Jean-Luc Bertini, photographe indépendant, a été récompensé par la bourse du Talent dans la catégorie « portrait » en 2006 et est co-auteur de « Solovki, la bibliothèque perdue » et de « Carnets d’Amérique ». Alexandre Thiltges enseigne la littérature au Texas, il est également traducteur et l’auteur d’un essai sur Bukowski et de biographies. Ils ont réalisé un voyage de rêve pour des amoureux de littérature américaine : ils sont partis à la rencontre de ceux qui les font tellement voyager… « Comme vous, sans doute, je n’ai pas fait mon premier voyage sur le continent américain au volant d’une Ford décapotable ou en stop, non rien de tout ça. Mon premier voyage sur ce continent, je l’ai fait en livre. Sur un livre, dans un livre, entre deux livres. Bref, mon premier voyage américain fut littéraire. »
Ils partent avec comme seuls repères les écrivains qu’ils veulent rencontrer et l’envie d’essayer comme Kerouac de « voir l’Amérique comme un poème et non comme un endroit où il faut se battre et en baver ».
C’est ce voyage qu’ils racontent, un road-trip étiré sur plusieurs étés, le territoire américain partagé en cinq grandes parties qu’ils ont sillonnées. Les paysages, les gens rencontrés, les péripéties du voyage font le lien entre les entretiens.
Rien que les photos pourraient suffire à notre bonheur : portraits d’auteurs, d’anonymes, paysages à couper le souffle et la route bien sûr, qui fascine et à elle seule représente l’espoir « Espoir de liberté absolue, en germe depuis les Pères fondateurs, que cultivent tous les auteurs que nous rencontrerons au cours de ce voyage. »
Des photos magnifiques qui nous invitent au voyage, captent l’esprit des êtres et des lieux.

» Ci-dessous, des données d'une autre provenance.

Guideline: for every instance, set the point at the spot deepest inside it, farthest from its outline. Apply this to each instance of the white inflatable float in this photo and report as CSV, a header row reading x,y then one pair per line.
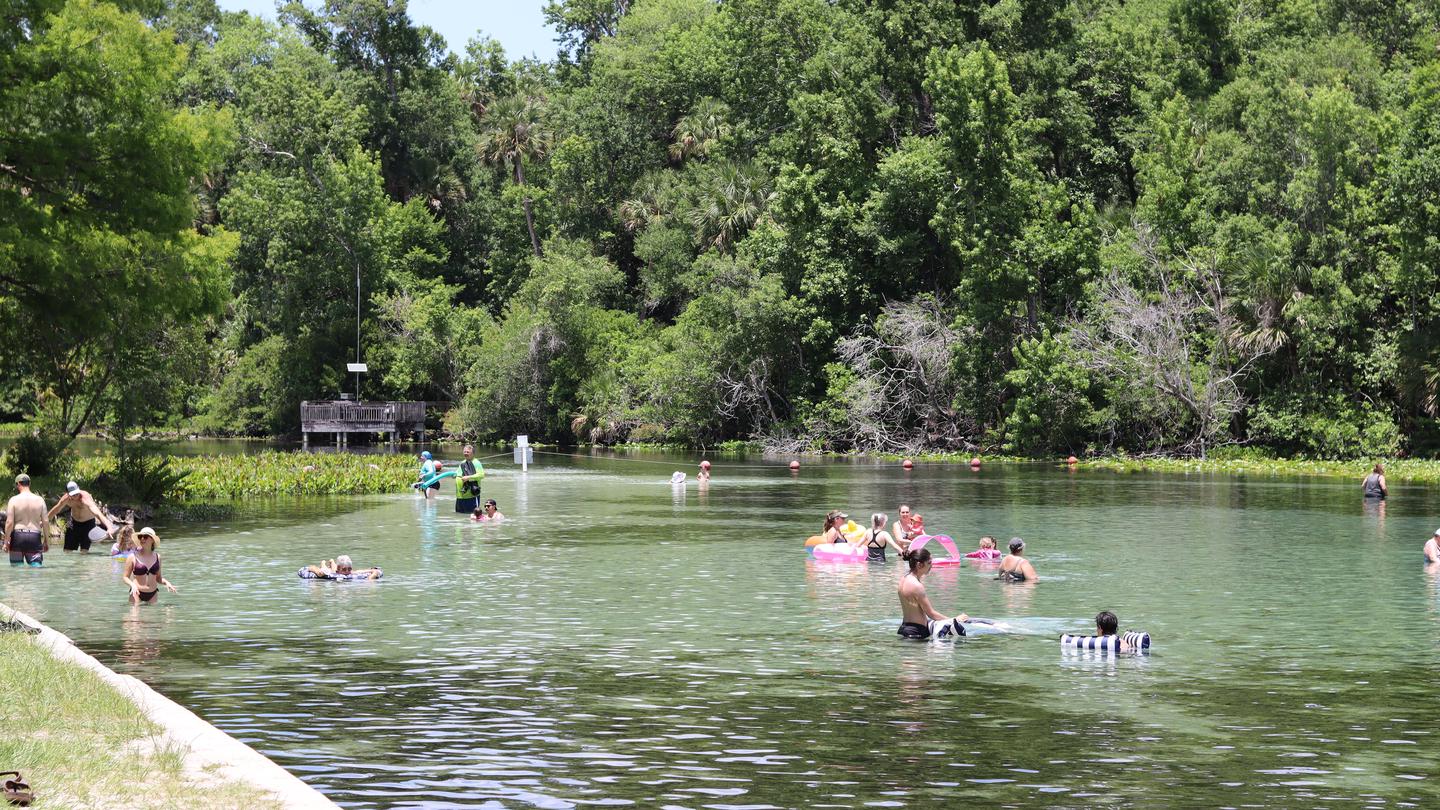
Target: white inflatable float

Et il y a les entretiens ! Trente-cinq écrivains rencontrés dans l’intimité de leurs repères : une maison, un atelier de travail, un bar et dans les lieux qui les inspirent ou les façonnent. Ils se livrent d’autant plus et dévoilent leurs origines, leurs influences littéraires, leur manière d’écrire, leurs thèmes privilégiés, leur vision des Etats-Unis. Certains débordent des interviews et partagent une soirée, une ou des bouteilles…
Le livre s’ouvre et se referme avec le grand Jim Harrison, qui nous a quittés cette année et qui pensait que la responsabilité de l’écrivain est de « donner une voix aux gens qui n’en ont pas ». Le voyage ayant commencé en 2007, ils ont également eu la chance de rencontrer l’immense James Crumley dont ils ont réussi à vaincre les réticences à se livrer.
Forcément parmi les auteurs, il y en a qu’on adore déjà et c’est un grand bonheur de les retrouver. En vrac pour moi : Meyer, Levison, Pollock, Erdrich, Davidson, Alexie, Vlautin, Vann, Johnson… Et puis il y a ceux que j’ai découverts et que j’ai désormais envie de lire.
Le tout vaut bien plus que la somme de ses parties, il se dégage de l’ensemble un portrait lucide, vivant et diversifié du nord au sud en passant par l’Ouest, territoire mythique s’il en est, de l’Amérique d’aujourd’hui, tracé par les voix de ces écrivains, fins observateurs de leur époque et de leurs pairs mais aussi hommes et femmes de grande humanité dans leur sagesse comme dans leur folie.
Un livre magnifique pour tous les amoureux de littérature et d’Amérique.